Rabu 28 May 2025 09:00 WIB

RUPTL Terbaru Buka Peluang Transisi dari Batu Bara ke Energi Terbarukan

Transisi energi membantu perusahaan menghadapi risiko finansial.

Rep: Lintar Satria/ Red: Satria K Yudha
Warga memeriksa panel surya yang terpasang di atap rumahnya di Dusun Repok Teres, Desa Buwun Mas, Kecamatan Sekotong, Lombok Barat, NTB, Sabtu (8/2/2025). Warga setempat menggunakan panel surya sebagai sumber energi alternatif yang ramah lingkungan untuk menyalakan lampu yang dapat menjadi solusi khususnya di daerah terpencil dan pedalaman yang masih mengalami kesulitan listrik.
Foto: ANTARA FOTO/Ahmad Subaidi
Warga memeriksa panel surya yang terpasang di atap rumahnya di Dusun Repok Teres, Desa Buwun Mas, Kecamatan Sekotong, Lombok Barat, NTB, Sabtu (8/2/2025).
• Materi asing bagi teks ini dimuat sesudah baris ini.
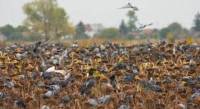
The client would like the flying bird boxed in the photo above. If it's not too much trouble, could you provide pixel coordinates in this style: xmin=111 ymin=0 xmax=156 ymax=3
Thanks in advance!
xmin=119 ymin=2 xmax=139 ymax=11
xmin=139 ymin=23 xmax=153 ymax=29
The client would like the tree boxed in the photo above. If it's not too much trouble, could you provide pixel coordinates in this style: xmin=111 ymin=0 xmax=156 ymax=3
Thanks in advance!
xmin=0 ymin=24 xmax=15 ymax=38
xmin=0 ymin=24 xmax=27 ymax=40
xmin=192 ymin=12 xmax=200 ymax=32
xmin=74 ymin=21 xmax=88 ymax=39
xmin=23 ymin=0 xmax=73 ymax=40
xmin=119 ymin=20 xmax=128 ymax=36
xmin=127 ymin=11 xmax=138 ymax=32
xmin=98 ymin=27 xmax=120 ymax=39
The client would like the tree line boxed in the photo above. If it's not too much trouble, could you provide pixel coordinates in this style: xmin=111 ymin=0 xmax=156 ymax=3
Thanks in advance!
xmin=0 ymin=0 xmax=200 ymax=41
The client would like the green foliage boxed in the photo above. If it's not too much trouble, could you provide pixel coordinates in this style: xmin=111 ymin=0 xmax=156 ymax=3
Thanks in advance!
xmin=98 ymin=28 xmax=120 ymax=39
xmin=127 ymin=11 xmax=138 ymax=32
xmin=74 ymin=22 xmax=89 ymax=39
xmin=23 ymin=0 xmax=73 ymax=40
xmin=193 ymin=12 xmax=200 ymax=32
xmin=159 ymin=28 xmax=170 ymax=39
xmin=0 ymin=25 xmax=27 ymax=40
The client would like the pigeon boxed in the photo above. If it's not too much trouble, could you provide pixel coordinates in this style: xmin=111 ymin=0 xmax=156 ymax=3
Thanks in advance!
xmin=97 ymin=95 xmax=111 ymax=104
xmin=15 ymin=100 xmax=26 ymax=109
xmin=138 ymin=23 xmax=153 ymax=30
xmin=0 ymin=92 xmax=6 ymax=100
xmin=109 ymin=75 xmax=118 ymax=89
xmin=119 ymin=2 xmax=139 ymax=11
xmin=80 ymin=78 xmax=96 ymax=95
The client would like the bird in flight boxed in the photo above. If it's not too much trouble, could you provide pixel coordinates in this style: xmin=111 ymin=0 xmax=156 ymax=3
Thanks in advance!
xmin=119 ymin=2 xmax=139 ymax=11
xmin=139 ymin=23 xmax=153 ymax=29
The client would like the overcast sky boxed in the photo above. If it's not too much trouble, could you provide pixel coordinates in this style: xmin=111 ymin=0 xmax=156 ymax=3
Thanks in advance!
xmin=0 ymin=0 xmax=200 ymax=28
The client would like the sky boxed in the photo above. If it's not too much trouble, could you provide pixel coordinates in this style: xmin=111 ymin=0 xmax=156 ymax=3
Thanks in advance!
xmin=0 ymin=0 xmax=200 ymax=28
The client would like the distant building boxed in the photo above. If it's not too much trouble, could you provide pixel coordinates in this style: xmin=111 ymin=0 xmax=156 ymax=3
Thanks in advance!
xmin=0 ymin=33 xmax=7 ymax=41
xmin=85 ymin=24 xmax=104 ymax=37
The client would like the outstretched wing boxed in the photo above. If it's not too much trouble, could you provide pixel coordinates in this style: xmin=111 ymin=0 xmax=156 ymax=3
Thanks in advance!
xmin=119 ymin=2 xmax=139 ymax=11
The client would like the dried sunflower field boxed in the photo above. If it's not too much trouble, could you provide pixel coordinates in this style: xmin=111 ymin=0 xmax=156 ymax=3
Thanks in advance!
xmin=0 ymin=41 xmax=200 ymax=109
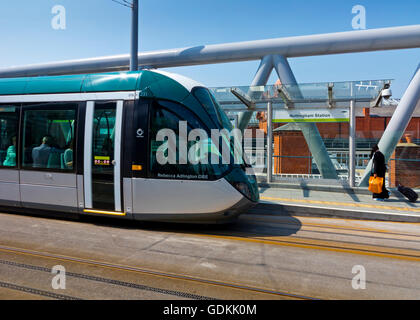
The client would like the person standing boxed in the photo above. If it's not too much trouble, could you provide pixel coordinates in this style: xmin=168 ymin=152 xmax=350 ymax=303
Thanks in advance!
xmin=370 ymin=144 xmax=389 ymax=201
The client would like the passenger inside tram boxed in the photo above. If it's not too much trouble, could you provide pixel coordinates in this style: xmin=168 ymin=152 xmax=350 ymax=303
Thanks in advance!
xmin=32 ymin=136 xmax=54 ymax=168
xmin=3 ymin=135 xmax=16 ymax=167
xmin=62 ymin=140 xmax=73 ymax=169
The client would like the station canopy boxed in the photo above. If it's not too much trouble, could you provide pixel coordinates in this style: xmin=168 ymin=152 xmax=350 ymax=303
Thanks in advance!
xmin=209 ymin=79 xmax=392 ymax=111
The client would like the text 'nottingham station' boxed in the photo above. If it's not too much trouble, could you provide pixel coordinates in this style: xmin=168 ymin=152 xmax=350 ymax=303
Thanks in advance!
xmin=0 ymin=70 xmax=259 ymax=223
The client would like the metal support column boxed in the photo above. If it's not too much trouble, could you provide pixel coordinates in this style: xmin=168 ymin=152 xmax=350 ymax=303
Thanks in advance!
xmin=359 ymin=69 xmax=420 ymax=186
xmin=273 ymin=55 xmax=338 ymax=179
xmin=238 ymin=56 xmax=273 ymax=131
xmin=348 ymin=97 xmax=356 ymax=188
xmin=267 ymin=101 xmax=273 ymax=183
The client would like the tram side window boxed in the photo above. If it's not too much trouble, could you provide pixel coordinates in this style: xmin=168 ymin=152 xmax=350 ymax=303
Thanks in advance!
xmin=150 ymin=101 xmax=228 ymax=180
xmin=0 ymin=105 xmax=19 ymax=168
xmin=22 ymin=104 xmax=77 ymax=171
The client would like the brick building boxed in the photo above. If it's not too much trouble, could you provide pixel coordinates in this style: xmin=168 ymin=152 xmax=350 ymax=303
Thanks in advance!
xmin=256 ymin=106 xmax=420 ymax=187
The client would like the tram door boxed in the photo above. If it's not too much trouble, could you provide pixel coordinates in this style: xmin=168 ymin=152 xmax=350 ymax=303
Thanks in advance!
xmin=84 ymin=101 xmax=123 ymax=214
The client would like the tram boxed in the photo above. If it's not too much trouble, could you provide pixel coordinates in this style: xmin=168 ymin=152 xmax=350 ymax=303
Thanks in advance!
xmin=0 ymin=70 xmax=259 ymax=223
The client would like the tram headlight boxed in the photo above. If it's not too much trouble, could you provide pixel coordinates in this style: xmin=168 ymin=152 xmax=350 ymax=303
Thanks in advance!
xmin=225 ymin=167 xmax=260 ymax=202
xmin=233 ymin=182 xmax=252 ymax=199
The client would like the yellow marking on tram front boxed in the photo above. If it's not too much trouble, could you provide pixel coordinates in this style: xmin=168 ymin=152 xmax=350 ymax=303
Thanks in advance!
xmin=83 ymin=209 xmax=125 ymax=216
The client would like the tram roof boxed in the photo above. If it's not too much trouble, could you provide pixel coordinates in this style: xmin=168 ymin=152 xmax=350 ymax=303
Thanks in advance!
xmin=0 ymin=70 xmax=189 ymax=100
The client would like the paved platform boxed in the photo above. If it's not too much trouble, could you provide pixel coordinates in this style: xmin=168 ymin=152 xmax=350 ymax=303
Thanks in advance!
xmin=250 ymin=182 xmax=420 ymax=222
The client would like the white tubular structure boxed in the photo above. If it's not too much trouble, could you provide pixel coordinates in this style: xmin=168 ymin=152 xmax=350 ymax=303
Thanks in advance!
xmin=0 ymin=25 xmax=420 ymax=78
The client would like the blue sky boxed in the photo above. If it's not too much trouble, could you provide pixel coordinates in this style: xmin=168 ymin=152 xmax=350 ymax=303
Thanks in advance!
xmin=0 ymin=0 xmax=420 ymax=98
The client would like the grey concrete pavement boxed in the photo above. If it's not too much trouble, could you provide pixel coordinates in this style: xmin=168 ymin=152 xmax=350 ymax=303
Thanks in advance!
xmin=0 ymin=212 xmax=420 ymax=299
xmin=251 ymin=183 xmax=420 ymax=222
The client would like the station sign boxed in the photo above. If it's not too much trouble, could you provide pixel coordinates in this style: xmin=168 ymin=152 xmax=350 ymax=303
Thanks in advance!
xmin=273 ymin=108 xmax=350 ymax=122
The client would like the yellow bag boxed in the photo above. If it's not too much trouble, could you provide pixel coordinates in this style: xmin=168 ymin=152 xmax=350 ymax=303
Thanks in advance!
xmin=369 ymin=177 xmax=384 ymax=193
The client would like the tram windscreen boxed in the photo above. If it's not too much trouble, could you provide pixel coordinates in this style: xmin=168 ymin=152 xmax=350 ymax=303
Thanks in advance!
xmin=193 ymin=87 xmax=233 ymax=131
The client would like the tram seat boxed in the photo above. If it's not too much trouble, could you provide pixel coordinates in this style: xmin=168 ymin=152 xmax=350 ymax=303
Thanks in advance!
xmin=60 ymin=152 xmax=67 ymax=169
xmin=0 ymin=150 xmax=7 ymax=166
xmin=47 ymin=152 xmax=62 ymax=169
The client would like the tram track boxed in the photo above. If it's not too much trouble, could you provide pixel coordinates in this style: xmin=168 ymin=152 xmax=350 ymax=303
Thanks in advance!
xmin=0 ymin=245 xmax=319 ymax=300
xmin=0 ymin=281 xmax=83 ymax=300
xmin=0 ymin=259 xmax=216 ymax=300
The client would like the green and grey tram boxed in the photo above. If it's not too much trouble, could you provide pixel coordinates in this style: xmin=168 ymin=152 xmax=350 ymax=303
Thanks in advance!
xmin=0 ymin=70 xmax=259 ymax=223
Warga setempat menggunakan panel surya sebagai sumber energi alternatif yang ramah lingkungan untuk menyalakan lampu yang dapat menjadi solusi khususnya di daerah terpencil dan pedalaman yang masih mengalami kesulitan listrik.

REPUBLIKA.CO.ID, JAKARTA – Pemerintah melalui Kementerian Energi dan Sumber Daya Mineral (ESDM) resmi meluncurkan Rencana Usaha Penyediaan Tenaga Listrik (RUPTL) 2025–2034, yang diproyeksikan menjadi arah baru bagi transisi energi Indonesia. Dalam rencana ini, permintaan listrik nasional diperkirakan melonjak 67 persen dalam satu dekade, dari 306 TWh pada 2024 menjadi 511 TWh pada 2034.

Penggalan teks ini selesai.